The initiative seeks to prevent human biases spilling over into adtech / Alexander Sinn
IBM, WPP, Mindshare, 4A’s, IAB and the Ad Council are among the founding members of the group, which is seeking to raise awareness of and provide tools to eradicate bias from advertising.
“While the risk of bias in advertising is well known, by making this commitment, these organizations are among the first in the industry to take action,” said Bob Lord, IBM senior vice-president of The Weather Company and Alliances. “Together, we are agreeing to educate ourselves and our companies and ask other industry leaders to join us in helping to mitigate bias in advertising.”
The initiative, announced at the Cannes Lions festival today (June 20), builds upon research work by IBM, which found that it is possible to use data and artificial intelligence (AI) tools to mitigate some of the worst impacts of bias. In order to do so across the industry, IBM is providing an open-source toolkit to the members of the initiative. Its Advertising Toolkit for AI Fairness 360 – an open-source solution deploying 75 fairness metrics and 13 algorithms – is designed to help identify and mitigate biases in discrete data sets.
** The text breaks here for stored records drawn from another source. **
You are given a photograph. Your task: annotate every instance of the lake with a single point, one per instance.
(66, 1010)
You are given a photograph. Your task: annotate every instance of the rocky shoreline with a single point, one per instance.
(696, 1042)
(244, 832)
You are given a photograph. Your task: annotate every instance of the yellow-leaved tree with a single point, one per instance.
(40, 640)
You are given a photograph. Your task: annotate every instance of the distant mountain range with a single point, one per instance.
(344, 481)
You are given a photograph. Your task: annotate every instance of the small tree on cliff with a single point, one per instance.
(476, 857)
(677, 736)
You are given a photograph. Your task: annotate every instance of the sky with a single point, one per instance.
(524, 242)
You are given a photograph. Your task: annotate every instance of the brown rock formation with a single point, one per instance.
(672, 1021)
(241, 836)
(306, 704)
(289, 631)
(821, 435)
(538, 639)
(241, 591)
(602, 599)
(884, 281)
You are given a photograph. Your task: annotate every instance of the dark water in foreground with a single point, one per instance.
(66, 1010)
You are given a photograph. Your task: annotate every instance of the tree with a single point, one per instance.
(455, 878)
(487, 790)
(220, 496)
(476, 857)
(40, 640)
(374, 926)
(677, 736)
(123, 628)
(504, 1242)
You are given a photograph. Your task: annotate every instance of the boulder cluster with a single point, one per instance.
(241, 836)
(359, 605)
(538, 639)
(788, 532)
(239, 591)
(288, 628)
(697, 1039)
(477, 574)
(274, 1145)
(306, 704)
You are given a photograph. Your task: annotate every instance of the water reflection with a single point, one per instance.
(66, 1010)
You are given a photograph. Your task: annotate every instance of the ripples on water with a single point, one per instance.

A playbook and sample code have also been made available.
Mark Read, chief executive of WPP, said: “Used correctly, data can help brands personalize consumer engagement and identify the most relevant touchpoints. However, we know that bias can exist in algorithms or technology, and that’s why we’re helping our clients to evaluate how and when to use data in a meaningful way that will benefit the customer experience.”
According to Salesforce’s 2022 State of the Connected Customer survey, nearly 62% of consumers surveyed reported they are concerned about bias in AI, up from just 54% two years prior. This emphasizes the imperative for brands and agencies to better understand its impacts.
The initiative is an acknowledgment that the marketing industry needs to do more to tackle issues around bias and representation. While some surface-level progress has been made, the industry is still grappling with unconscious bias among its practitioners, which in turn is reflected in the AI and data tools they use.
The initiative also acknowledges that there is a commercial imperative to addressing bias: close to $1tn was spent on digital advertising globally in 2021, but the programmatic tools used to target consumers would sometimes miss large groups in the process. As a result, the initiative believes that tapping into alternative privacy-forward data sources – including weather data – can be “effective predictors of behavior that could also help rebuild trust with consumers.”
Emmakate Young, Delta’s managing director of brand marketing, added: “As a global brand, we know that every decision we make, whether it’s about a supplier, an employee or an ad campaign, is a reflection of our values and the change we want to see in the world. We’ve long been focused on inclusive representation in our campaign creative. This effort allows us to go a step further to bring more inclusive representation to our campaign delivery.”